MIME | Shift_JIS |
---|---|
Standard | JIS X 0208 Appendix 1 |
Language(s) | Japanese |
Shift JIS (Shift Japanese Industrial Standards, also SJIS, MIME name Shift_JIS) is a character encoding for the Japanese language, originally developed by a Japanese company called ASCII Corporation in conjunction with Microsoft and standardized as JIS X 0208 Appendix 1. 0.9% of all web pages used Shift JIS in April 2017, a decline from 1.3% in July 2014.

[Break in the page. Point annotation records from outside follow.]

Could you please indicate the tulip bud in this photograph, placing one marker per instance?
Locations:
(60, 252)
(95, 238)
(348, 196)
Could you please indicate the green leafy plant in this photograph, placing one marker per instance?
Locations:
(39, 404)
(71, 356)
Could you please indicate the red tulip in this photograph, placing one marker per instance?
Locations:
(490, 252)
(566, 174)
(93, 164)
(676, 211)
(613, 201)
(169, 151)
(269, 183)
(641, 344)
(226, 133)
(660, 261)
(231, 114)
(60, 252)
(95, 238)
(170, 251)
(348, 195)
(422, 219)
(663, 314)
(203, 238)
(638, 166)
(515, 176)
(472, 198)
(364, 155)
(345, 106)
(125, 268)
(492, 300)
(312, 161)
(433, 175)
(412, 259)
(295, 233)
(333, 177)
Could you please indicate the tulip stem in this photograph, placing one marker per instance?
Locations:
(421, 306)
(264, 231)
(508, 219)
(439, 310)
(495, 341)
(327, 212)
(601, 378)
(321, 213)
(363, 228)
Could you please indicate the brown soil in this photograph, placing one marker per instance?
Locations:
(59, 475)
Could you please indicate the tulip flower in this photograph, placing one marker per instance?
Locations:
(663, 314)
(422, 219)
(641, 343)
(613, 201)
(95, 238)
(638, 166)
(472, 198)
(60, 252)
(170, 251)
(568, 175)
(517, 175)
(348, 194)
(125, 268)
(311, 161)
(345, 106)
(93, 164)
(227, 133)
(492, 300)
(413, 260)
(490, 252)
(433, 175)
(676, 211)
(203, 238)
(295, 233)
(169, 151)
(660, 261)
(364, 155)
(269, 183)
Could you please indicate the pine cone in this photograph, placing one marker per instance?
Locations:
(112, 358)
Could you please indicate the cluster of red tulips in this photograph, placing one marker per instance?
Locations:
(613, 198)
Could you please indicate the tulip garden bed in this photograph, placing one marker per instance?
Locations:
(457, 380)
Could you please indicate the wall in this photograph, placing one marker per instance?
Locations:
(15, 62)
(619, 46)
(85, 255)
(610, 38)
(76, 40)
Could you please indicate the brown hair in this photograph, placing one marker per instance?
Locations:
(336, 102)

Shift JIS is based on character sets defined within JIS standards JIS X 0201:1997 (for the single-byte characters) and JIS X 0208:1997 (for the double-byte characters). The lead bytes for the double-byte characters are "shifted" around the 64 halfwidth katakana characters in the single-byte range 0xA1 to 0xDF. The single-byte characters 0x00 to 0x7F match the ASCII encoding, except for a yen sign (U+00A5) at 0x5C and an overline (U+203E) at 0x7E in place of the ASCII character set's backslash and tilde respectively. The single-byte characters from 0xA1 to 0xDF map to the half-width katakana characters found in JIS X 0201.
HTML written in Shift JIS can still be interpreted to some extent when incorrectly tagged as ASCII, and when the charset tag is in the top of the document itself, since the important start and end of HTML tags and fields, <, >, /, ", &, ; are coded by the same single bytes as in ASCII, and those bytes won't appear in two-byte sequences. Shift JIS is possible to use in string literals in programming languages such as C, but the 0x5C byte will cause problems when it appears as second byte of a two-byte character, because 0x5C, normally backslash, here ¥, will be interpreted as an escape sequence which will mess up the interpretation. If the programmer is aware of this, it would be possible to use printf("ハローワールド¥n");
(where ハローワールド is Hello, world and ¥n is an escape sequence), assuming the I/O system supports Shift JIS output.